8.1 SQS - Simple Queue Service
Last updated
Was this helpful?
Last updated
Was this helpful?
Amazon SQS is a web service that gives you access to a message queue that can be used to store messages while waiting for a computer to process them. It provides decoupling to the different parts of your system.
Amazon SQS is a distributed queue system that enables web service applications to quickly and reliably queue messages that one component in the application generates to be consumed by another component. A queue is a temporary repository for messages that are awaiting processing.
SQS is pull-based service, it means it needs other services (EC2 instances) to pull messages in it. On the contrary, SNS (Simple Notification Service) is push-based service. Both of producer (SQS) and consumer (EC2 instances) can be made highly available or auto-scaling. If the consumer is down, the messages will not be discarded. The messages will be stored in SQS and waiting for another/backup consumer to consume.
Using Amazon SQS, you can decouple the components of an application so they run independently, with Amazon SQS easing message management between components. Any component of a distributed application can store messages in a fail-safe queue. Messages can contain up to 256 KB of text in any format (json, xml, etc). Any component can later retrieve the messages programmatically using the Amazon SQS API.
The queue acts as a buffer between the component producing and saving data, and the component receiving the data for processing. This means the queue resolves issues that arise if the producer is producing work faster than the consumer can process it, or if the producer or consumer are only intermittently connected to the network. You can configure auto-scaling groups to monitor the SQS queue, if it goes over a certain number of messages in the queue, you then can start provisioning additional EC2 instances to process the messages in the queue. This brings elasticity to your application.
There are two types of queue:
Standard Queues (default)
FIFO Queues
Amazon SQS offers standard as the default queue type. A standard queue lets you have a nearly-unlimited number of transactions per second. Standard queues guarantee that a message is delivered at least once. However, occasionally (because of the highly-distributed architecture that allows high throughput), more than one copy of a message might be delivered out of order. Standard queues provide best-effort ordering which ensures that messages are generally delivered in the same order as they are sent, but it is not guaranteed.
The FIFO queues complements the standard queue. The most important features of this queue type are FIFO delivery and exactly-once processing: The order in which messages are sent and received is strictly preserved and a message is delivered once and remains available until a consumer processes and deletes it; duplicates are not introduced into the queue. FIFO queues also support message groups that allow multiple ordered message groups within a single queue. FIFO queues are limited to 300 transactions per second (TPS), but have all the capabilities of standard queues.

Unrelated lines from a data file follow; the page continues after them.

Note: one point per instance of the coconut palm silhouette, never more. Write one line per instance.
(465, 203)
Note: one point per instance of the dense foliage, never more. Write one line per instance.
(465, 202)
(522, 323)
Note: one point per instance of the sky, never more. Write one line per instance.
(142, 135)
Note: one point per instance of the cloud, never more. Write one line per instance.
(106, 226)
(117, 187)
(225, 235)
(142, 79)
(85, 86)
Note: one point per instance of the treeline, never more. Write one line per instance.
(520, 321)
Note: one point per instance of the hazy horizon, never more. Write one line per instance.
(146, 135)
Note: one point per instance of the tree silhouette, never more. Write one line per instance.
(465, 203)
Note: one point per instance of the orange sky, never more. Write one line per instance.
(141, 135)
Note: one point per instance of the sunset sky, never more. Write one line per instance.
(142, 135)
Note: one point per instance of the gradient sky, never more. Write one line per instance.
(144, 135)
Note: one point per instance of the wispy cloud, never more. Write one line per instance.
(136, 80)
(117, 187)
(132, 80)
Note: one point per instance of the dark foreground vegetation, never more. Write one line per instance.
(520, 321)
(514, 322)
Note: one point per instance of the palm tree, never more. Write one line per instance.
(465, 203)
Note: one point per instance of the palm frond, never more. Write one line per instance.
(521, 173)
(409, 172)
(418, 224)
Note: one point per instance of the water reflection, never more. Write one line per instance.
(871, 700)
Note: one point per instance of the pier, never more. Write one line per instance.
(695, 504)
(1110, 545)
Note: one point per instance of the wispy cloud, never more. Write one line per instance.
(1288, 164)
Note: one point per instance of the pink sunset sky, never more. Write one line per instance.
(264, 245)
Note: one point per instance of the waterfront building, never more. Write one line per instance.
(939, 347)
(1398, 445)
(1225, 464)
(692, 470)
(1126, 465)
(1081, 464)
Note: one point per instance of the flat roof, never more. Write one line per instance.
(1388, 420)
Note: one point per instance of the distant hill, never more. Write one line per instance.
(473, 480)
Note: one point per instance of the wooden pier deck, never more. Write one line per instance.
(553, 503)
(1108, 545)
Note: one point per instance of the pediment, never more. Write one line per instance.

SQS is pull-based, not push-based.
Messages can be in any text and they can be up to 256 KB in size.
Messages can be kept in the queue from 1 minute to 14 days. The default is 4 days.
Visibility Time Out is the amount of time that the message is invisible in the SQS queue after a consumer picks up that message. (During this time, the message is still in the queue, but invisible). If the job is processed before the visibility time out expires, the message then should be deleted from the queue by the consumer (the consumer component has to issue a DeleteMessage to SQS). If the job is not processed within that time, the message will become visible again and another reader will process it. This could result in the same message being delivered twice. So if you have your visibility timeout to 1 minute, but the job that it is doing is big data analytics, what is gonna happen is the message is going to be visible in the queue again (not come back into the queue) because it is gonna take more than 1 minute, for example 5 minutes, to actually process that big data. So then another EC2 instance will pick that up so you could actually deliver message multiple times, because your visibility timeout is too low.
The maximum of visibility timeout is 12 hours. So if something is going to take more than 12 hours then SQS is probably not a good choice for you because you are gonna delivering messages multiple times.
SQS guarantees that your messages will be processed at least once. The message could be processed multiple times especially if your visibility timeout is lower than the amount of time that it takes for that EC2 instance to do the job.
SQS long polling is a way to retrieve messages from your SQS queues. By default, SQS is using short polling. The regular short polling returns immediately, even if the message queue being polled is empty. Long polling doesn't return a response until a message arrives in the message queue, or the long polling times out. Long polling can save your money because you don't need to ask for message from a empty queue constantly. Long polling can be done by setting the ReceiveMessageWaitTimeSeconds attribute of the queue to a value greater than 0.